How to lay solid wood flooring
Laying a wooden floor
Solid wood flooring is a popular choice for the home because of its ability to completely transform the look of a room. It’s durable, long-lasting, and provides a timeless, classic look. This type of flooring is easy to maintain and because the wood is natural it matures well, leading to subtle changes in shade which will only improve its looks over time.
Laying down solid wood flooring isn’t actually that difficult, but thorough and careful preparation is absolutely vital if you want to avoid future problems. It’s crucial to determine if your sub-floor is suitable, especially with regards to moisture content. Solid wood flooring is usually fixed directly to a sub-floor rather than ‘floated’. This is because solid wood flooring tends to move a little more than laminate or engineered wood flooring, so it needs a more stable fixing.
Most solid wood flooring uses a tongue and groove fitting system, but some designs do have a different fitting system – check the manufacturer’s instructions for installation. This guide covers how to fit tongue and groove flooring.
Do I need underlay for solid wood flooring?
All underlay helps with damp-proofing and insulation, but because solid wood flooring is laid directly onto a sub-floor you don’t usually need underlay. Note that underlay is different from a damp-proof membrane, which you probably will need.
How do I lay solid wood flooring on concrete?
Because concrete is porous you will need to check its moisture levels before laying down your floor. As a general guide you can use duct tape to securely stick down 1m2 of polythene onto the concrete and leave overnight. If your concrete is damp, water droplets will collect on the underside of the polythene.
Alternatively you can use a professional moisture metre for a more accurate reading. Concrete sub-floors should have a moisture content of 12% or less on a prong test, or 3% or less on a moisture meter. Refer to the manufacturer’s instructions for further details. If your concrete is too damp the cause will need to be investigated and resolved before you lay down any flooring.
If your concrete is suitable you can apply a damp-proof membrane to ensure that no moisture gets through in the future - refer to the manufacturer’s instructions. A good surface primer should be able to form a strong bond with the flooring adhesive.
How do I lay solid wood flooring on floorboards?
It’s possible to lay solid wood flooring directly onto existing floorboards if they are clean, dry and level. If you’re fixing solid wood flooring to existing timber, then nailing – using secret nails - is your best option. You need to nail the new boards at 90o angles to the original boards for the most stable fit.
If your current floorboards aren’t level you will need to lay down a half inch plywood subfloor. It is not advisable to lay solid wood flooring directly onto chipboard, which isn’t robust or damp-proof enough.
How do I maintain solid wood flooring?
Once your floor is laid, put felt pads or castors on the bottom of chair or table legs to prevent scratching.
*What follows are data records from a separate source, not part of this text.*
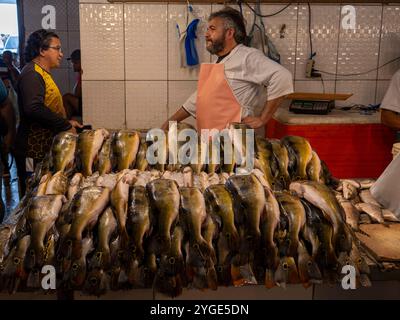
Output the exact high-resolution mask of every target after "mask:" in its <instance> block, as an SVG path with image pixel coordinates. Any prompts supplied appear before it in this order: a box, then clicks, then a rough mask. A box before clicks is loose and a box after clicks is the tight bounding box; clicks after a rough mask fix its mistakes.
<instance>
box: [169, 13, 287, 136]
mask: <svg viewBox="0 0 400 320" xmlns="http://www.w3.org/2000/svg"><path fill="white" fill-rule="evenodd" d="M205 38H206V48H207V50H208V51H209V52H210V53H211V54H214V55H216V56H217V60H216V63H214V64H202V65H201V68H200V73H199V81H198V86H197V91H196V92H194V93H193V94H192V95H191V96H190V97H189V99H187V100H186V102H185V103H184V104H183V105H182V107H181V108H180V109H178V110H177V112H175V114H173V115H172V116H171V117H170V118H169V119H168V120H167V121H166V122H165V123H164V124H163V125H162V129H164V130H166V129H168V122H169V121H177V122H179V121H182V120H184V119H186V118H187V117H189V116H190V115H191V116H193V117H195V118H196V122H197V130H201V129H218V130H221V129H224V128H225V127H227V125H229V123H232V122H243V123H245V124H247V125H248V126H250V127H251V128H254V129H256V128H261V127H263V126H265V124H266V123H267V122H268V121H269V119H270V118H271V117H272V115H273V114H274V113H275V111H276V109H277V108H278V107H279V105H280V103H281V102H282V100H283V98H284V97H285V96H286V95H288V94H290V93H292V92H293V81H292V75H291V73H290V72H289V71H288V70H287V69H285V68H284V67H282V66H281V65H280V64H278V63H276V62H274V61H272V60H270V59H269V58H267V57H266V56H265V55H264V54H263V52H261V51H260V50H257V49H255V48H249V47H246V46H245V45H244V44H243V43H244V42H245V39H246V29H245V24H244V20H243V17H242V15H241V14H240V12H239V11H237V10H234V9H232V8H224V9H222V10H220V11H217V12H214V13H212V14H211V15H210V17H209V19H208V27H207V32H206V35H205ZM262 87H265V88H266V89H267V93H268V97H267V101H265V103H264V108H263V110H262V112H261V114H260V115H259V116H256V115H255V108H256V107H257V105H258V102H259V101H258V96H259V90H260V89H261V88H262Z"/></svg>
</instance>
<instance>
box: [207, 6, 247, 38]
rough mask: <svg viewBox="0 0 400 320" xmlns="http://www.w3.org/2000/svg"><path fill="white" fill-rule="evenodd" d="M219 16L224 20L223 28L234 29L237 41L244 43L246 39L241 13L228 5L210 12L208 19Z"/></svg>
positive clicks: (242, 18) (218, 17)
mask: <svg viewBox="0 0 400 320" xmlns="http://www.w3.org/2000/svg"><path fill="white" fill-rule="evenodd" d="M215 18H221V19H223V20H224V27H225V29H229V28H233V29H235V34H234V38H235V41H236V42H237V43H244V42H245V40H246V26H245V24H244V19H243V16H242V14H241V13H240V12H239V11H237V10H235V9H233V8H230V7H225V8H223V9H222V10H219V11H216V12H213V13H211V14H210V17H209V18H208V21H210V20H212V19H215Z"/></svg>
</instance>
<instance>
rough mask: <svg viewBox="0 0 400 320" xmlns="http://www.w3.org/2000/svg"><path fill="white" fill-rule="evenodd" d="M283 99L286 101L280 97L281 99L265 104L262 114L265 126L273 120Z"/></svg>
mask: <svg viewBox="0 0 400 320" xmlns="http://www.w3.org/2000/svg"><path fill="white" fill-rule="evenodd" d="M283 99H284V97H279V98H276V99H273V100H270V101H267V102H266V103H265V106H264V109H263V111H262V112H261V120H262V121H263V123H264V124H267V122H268V121H269V120H270V119H271V118H272V116H273V115H274V113H275V111H276V110H277V109H278V107H279V106H280V104H281V103H282V101H283Z"/></svg>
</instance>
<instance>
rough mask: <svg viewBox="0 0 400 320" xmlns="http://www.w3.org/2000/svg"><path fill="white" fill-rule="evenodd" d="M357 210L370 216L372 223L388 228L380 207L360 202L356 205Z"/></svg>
mask: <svg viewBox="0 0 400 320" xmlns="http://www.w3.org/2000/svg"><path fill="white" fill-rule="evenodd" d="M356 208H357V209H358V210H360V211H362V212H365V213H366V214H368V215H369V216H370V217H371V219H372V221H374V222H377V223H380V224H383V225H385V226H388V223H387V222H386V221H385V219H384V217H383V213H382V209H381V208H380V207H379V206H376V205H374V204H372V203H363V202H360V203H357V204H356Z"/></svg>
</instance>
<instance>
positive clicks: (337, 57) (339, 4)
mask: <svg viewBox="0 0 400 320" xmlns="http://www.w3.org/2000/svg"><path fill="white" fill-rule="evenodd" d="M341 19H342V5H341V4H339V19H338V20H339V21H338V36H337V47H336V70H335V79H334V80H335V85H334V91H333V92H334V93H335V94H336V89H337V82H338V76H337V73H338V69H339V46H340V31H341V28H340V21H341Z"/></svg>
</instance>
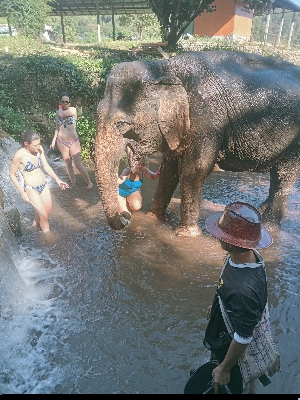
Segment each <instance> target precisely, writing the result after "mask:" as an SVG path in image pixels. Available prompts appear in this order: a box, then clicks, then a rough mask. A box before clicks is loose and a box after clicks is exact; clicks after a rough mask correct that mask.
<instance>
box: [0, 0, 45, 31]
mask: <svg viewBox="0 0 300 400" xmlns="http://www.w3.org/2000/svg"><path fill="white" fill-rule="evenodd" d="M0 10H1V12H3V13H5V14H6V16H7V18H8V20H9V22H10V24H12V25H14V26H15V27H16V28H17V30H18V32H19V33H20V34H21V35H22V36H25V37H30V38H38V37H39V36H40V35H41V33H42V32H43V31H44V27H45V21H46V20H47V17H48V13H49V12H50V7H49V6H48V5H47V0H4V1H3V2H2V3H1V4H0Z"/></svg>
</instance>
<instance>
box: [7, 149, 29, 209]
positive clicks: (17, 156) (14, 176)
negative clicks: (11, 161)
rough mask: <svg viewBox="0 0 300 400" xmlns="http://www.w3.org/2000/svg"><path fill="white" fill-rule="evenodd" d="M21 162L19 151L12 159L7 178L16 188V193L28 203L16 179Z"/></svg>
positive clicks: (23, 189) (16, 153) (24, 193)
mask: <svg viewBox="0 0 300 400" xmlns="http://www.w3.org/2000/svg"><path fill="white" fill-rule="evenodd" d="M21 161H22V154H21V153H20V152H19V151H17V152H16V154H15V155H14V157H13V159H12V162H11V164H10V168H9V177H10V180H11V181H12V183H13V184H14V185H15V187H16V188H17V190H18V192H19V193H20V196H21V197H22V199H23V200H24V201H29V198H28V196H27V193H26V192H25V191H24V188H22V186H21V185H20V182H19V180H18V178H17V177H16V173H17V172H18V169H19V166H20V163H21Z"/></svg>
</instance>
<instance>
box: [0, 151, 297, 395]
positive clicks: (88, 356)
mask: <svg viewBox="0 0 300 400" xmlns="http://www.w3.org/2000/svg"><path fill="white" fill-rule="evenodd" d="M13 150H15V146H14V145H12V146H11V147H10V150H8V153H9V152H10V151H13ZM8 160H9V155H8V156H7V158H6V159H5V161H4V164H3V165H2V166H3V168H4V170H5V168H6V170H7V163H8ZM50 163H51V165H52V167H53V168H54V169H55V170H56V171H57V173H58V174H59V176H61V177H63V176H64V177H65V174H66V172H65V168H64V165H63V163H62V162H61V161H58V162H55V161H54V160H50ZM89 172H90V176H91V178H92V180H93V181H94V173H93V171H89ZM4 178H5V179H6V183H5V188H6V190H7V193H8V194H9V196H11V197H10V198H11V199H12V200H11V202H12V203H13V204H14V205H16V207H17V208H18V210H19V212H20V214H21V221H22V233H23V235H22V237H21V238H19V239H18V245H17V250H18V252H19V253H20V256H19V258H20V262H19V263H16V265H17V267H16V268H17V270H18V271H19V275H20V277H21V280H20V281H19V282H17V281H16V279H15V276H16V273H17V272H16V270H14V269H13V268H11V269H10V267H8V264H7V263H5V262H4V260H1V261H0V262H1V267H4V264H5V265H6V268H7V270H9V271H11V273H10V275H8V276H7V278H6V279H7V283H8V285H7V286H9V291H7V294H6V295H5V297H7V299H8V300H7V303H6V304H5V306H6V310H7V312H6V317H5V315H4V314H3V312H2V314H1V318H0V326H1V329H0V340H1V343H2V351H1V361H0V365H1V368H0V392H2V393H27V394H33V393H81V394H82V393H95V394H102V393H158V394H159V393H166V394H167V393H183V388H184V385H185V383H186V381H187V379H188V377H189V372H190V370H191V369H192V368H196V367H198V366H199V365H200V364H202V363H204V362H206V361H207V360H208V358H209V353H208V351H207V350H206V349H205V348H204V346H203V344H202V340H203V336H204V330H205V328H206V325H207V320H206V309H207V307H208V306H209V305H210V303H211V300H212V298H213V295H214V292H215V286H216V283H217V282H218V278H219V274H220V271H221V266H222V263H223V258H224V253H223V252H222V251H221V249H220V245H219V243H218V242H217V241H216V240H215V239H214V238H212V237H211V236H210V235H208V234H207V232H206V231H205V226H204V221H205V218H206V217H207V216H208V215H209V214H210V213H212V212H216V211H221V210H223V208H224V206H225V204H227V203H229V202H230V201H236V200H242V201H248V202H250V203H252V204H254V205H256V206H258V205H259V204H260V202H261V201H263V200H264V199H265V197H266V196H267V193H268V185H269V177H268V174H254V173H225V172H224V173H223V172H220V173H213V174H212V175H211V176H210V177H209V178H208V179H207V181H206V183H205V187H204V190H203V196H202V197H203V201H202V203H201V217H200V220H199V226H200V227H201V229H202V230H203V236H201V237H197V238H192V239H183V238H179V237H176V236H175V235H174V228H175V227H176V225H177V224H178V222H179V206H180V200H179V189H177V190H176V192H175V193H174V196H173V198H172V201H171V203H170V205H169V208H170V211H171V213H170V215H169V217H168V219H167V221H166V222H165V223H161V222H159V221H157V220H155V219H153V218H151V217H150V216H149V215H147V214H146V211H147V210H148V209H149V207H150V205H151V201H152V198H153V194H154V190H155V185H154V184H153V182H148V183H147V184H146V183H145V185H143V198H144V202H143V209H142V211H139V212H136V213H134V214H133V217H132V224H131V225H130V227H129V228H128V229H127V230H124V231H120V232H114V231H113V230H112V229H111V228H109V227H108V225H107V223H106V220H105V217H104V213H103V208H102V204H101V202H100V199H99V194H98V191H97V188H96V185H95V187H94V188H93V189H92V190H91V191H90V192H87V191H85V190H84V185H85V182H84V181H83V180H81V179H80V176H79V178H78V187H77V188H75V189H72V190H69V191H61V190H59V189H58V188H57V187H56V186H55V184H53V185H51V191H52V195H53V200H54V209H53V214H52V215H51V219H50V226H51V230H52V234H51V235H49V236H43V235H42V234H41V233H40V232H38V231H34V230H32V229H30V227H29V226H30V224H31V221H32V218H33V215H34V212H33V210H32V209H31V208H30V207H28V205H26V204H25V205H24V204H23V203H22V202H20V199H18V197H17V196H16V193H15V191H14V189H13V188H12V187H11V184H10V182H9V180H8V179H7V176H6V177H4ZM298 204H300V181H299V180H298V181H297V183H296V185H295V187H294V189H293V191H292V193H291V196H290V200H289V206H288V212H287V214H286V216H285V218H284V220H283V222H282V227H281V229H280V230H277V231H274V232H272V235H273V238H274V244H273V245H272V246H271V247H270V248H268V249H265V250H263V251H262V254H263V256H264V258H265V261H266V264H267V271H268V286H269V305H270V314H271V320H272V324H273V325H272V332H273V335H274V340H275V342H276V344H277V346H278V349H279V351H280V353H281V357H282V372H281V375H280V376H279V375H278V378H277V377H274V379H272V383H271V385H270V386H267V387H266V388H263V387H262V386H261V385H260V386H258V390H257V393H271V392H272V393H296V392H297V391H298V389H299V382H298V376H299V372H300V370H299V369H300V368H299V366H300V363H299V356H298V355H299V353H300V351H299V350H300V349H299V344H298V343H299V341H298V337H297V332H298V330H299V328H300V327H299V321H298V318H297V316H298V315H299V293H298V292H299V290H298V287H299V283H300V282H299V277H298V258H299V257H298V255H299V236H300V220H299V206H298ZM19 275H18V276H19ZM3 310H4V309H3ZM287 343H288V344H289V343H292V344H293V346H289V345H287Z"/></svg>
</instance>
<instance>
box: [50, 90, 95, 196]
mask: <svg viewBox="0 0 300 400" xmlns="http://www.w3.org/2000/svg"><path fill="white" fill-rule="evenodd" d="M60 104H61V105H60V107H59V109H58V110H57V112H56V129H55V133H54V137H53V140H52V143H51V145H50V148H51V149H54V147H55V145H56V144H57V148H58V150H59V151H60V152H61V155H62V157H63V159H64V161H65V163H66V168H67V172H68V175H69V178H70V181H71V183H72V186H73V187H74V186H75V184H76V180H75V173H74V168H73V163H74V166H75V167H76V168H77V170H78V172H79V173H80V174H81V175H82V176H83V178H84V179H85V181H86V182H87V189H91V188H92V187H93V184H92V182H91V180H90V177H89V175H88V172H87V170H86V168H85V167H84V165H83V164H82V161H81V156H80V152H81V147H80V143H79V138H78V135H77V132H76V119H77V112H76V108H75V107H70V98H69V95H68V94H67V93H63V94H62V96H61V101H60ZM72 160H73V162H72Z"/></svg>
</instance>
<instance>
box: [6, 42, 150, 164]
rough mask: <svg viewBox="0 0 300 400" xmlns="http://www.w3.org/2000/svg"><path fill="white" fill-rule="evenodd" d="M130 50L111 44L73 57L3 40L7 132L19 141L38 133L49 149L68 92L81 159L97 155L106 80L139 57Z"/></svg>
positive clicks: (6, 125)
mask: <svg viewBox="0 0 300 400" xmlns="http://www.w3.org/2000/svg"><path fill="white" fill-rule="evenodd" d="M72 47H73V46H72ZM120 47H122V48H123V49H124V50H121V49H120ZM131 47H132V43H129V42H119V41H117V42H113V41H112V40H106V42H103V47H102V46H101V47H100V46H99V45H94V46H88V45H82V46H77V53H75V54H72V53H64V52H62V53H60V51H61V50H64V49H63V48H60V47H55V45H54V44H53V43H51V44H49V43H44V44H43V42H41V41H36V40H32V39H28V38H24V37H20V36H16V37H7V36H5V37H0V53H1V57H0V105H1V107H0V124H1V125H2V128H3V129H4V130H5V131H6V132H7V133H9V134H10V135H11V136H12V137H14V138H15V139H16V140H18V139H19V135H20V133H21V132H22V131H23V130H24V129H29V128H32V129H35V130H36V131H37V132H38V133H39V134H40V136H41V139H42V140H43V142H44V143H45V144H46V145H47V144H48V143H50V142H51V141H52V138H53V133H54V128H55V115H56V109H57V107H58V103H59V99H60V97H61V93H62V92H64V91H66V92H68V94H69V95H70V99H71V105H72V106H74V107H76V108H77V113H78V125H77V128H78V135H79V136H80V139H81V145H82V155H83V157H84V158H86V159H87V158H90V157H92V155H93V154H92V153H93V141H94V138H95V134H96V112H97V106H98V103H99V101H100V100H101V98H103V94H104V89H105V85H106V79H107V76H108V75H109V73H110V71H111V69H112V68H113V67H114V65H116V64H118V63H120V62H122V61H132V60H133V59H136V57H135V56H134V55H132V53H129V52H128V49H129V48H131ZM5 49H6V50H5ZM3 51H4V52H3ZM72 51H73V48H72ZM75 52H76V50H75ZM147 58H150V56H147Z"/></svg>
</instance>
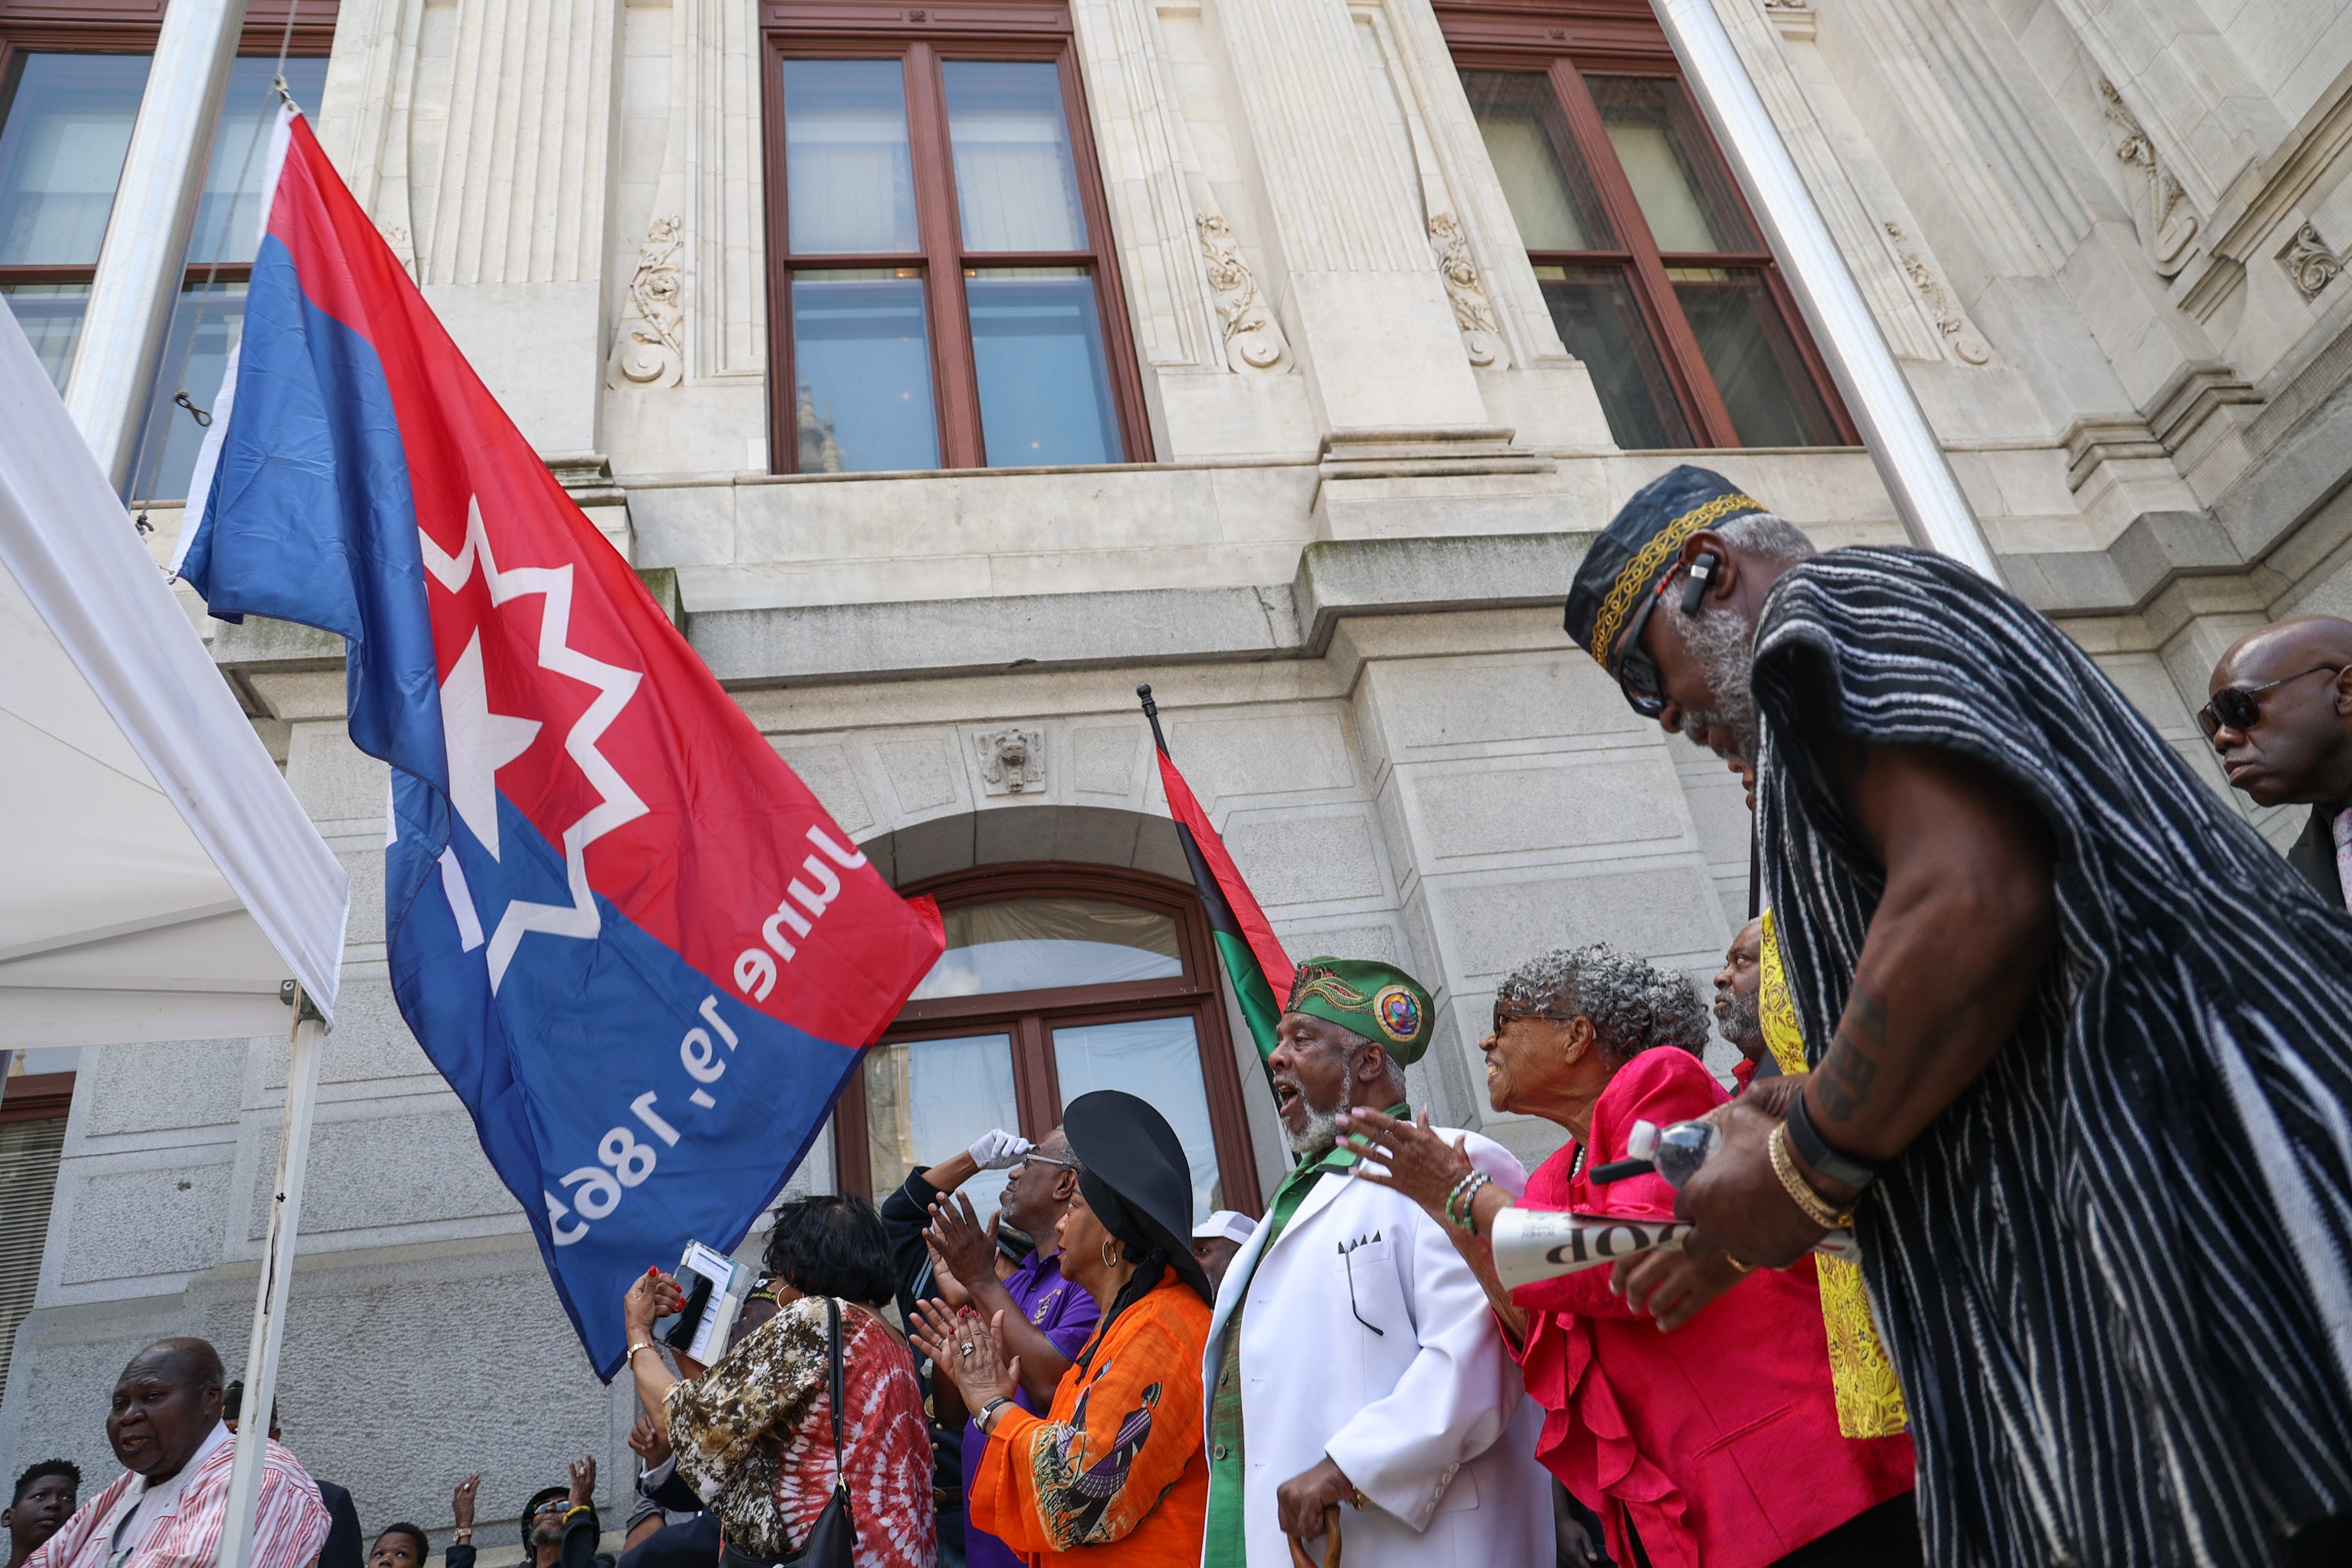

To maintain the superb natural look of the wood, don’t use abrasive cloths or excessive amounts of water to clean the floor. You can use dry brushes, vacuum cleaners or appropriate spray cleaners and polishes.
How much solid wood flooring will I need?
To calculate the number of packs you need, work out the size of your room in m2 (length x width = m2) and check against the coverage of the pack. Add an extra 10-15% for cutting and wastage.
Solid wood flooring needs to acclimatise to the room it’s going to be laid in. Leave the unopened packs flat for at least 7 days. Don’t stack the packs more than three high, and preferably wedge something between each pack so the air can circulate fully around them. Never store the packs by leaning them against the wall, which can lead to bowing.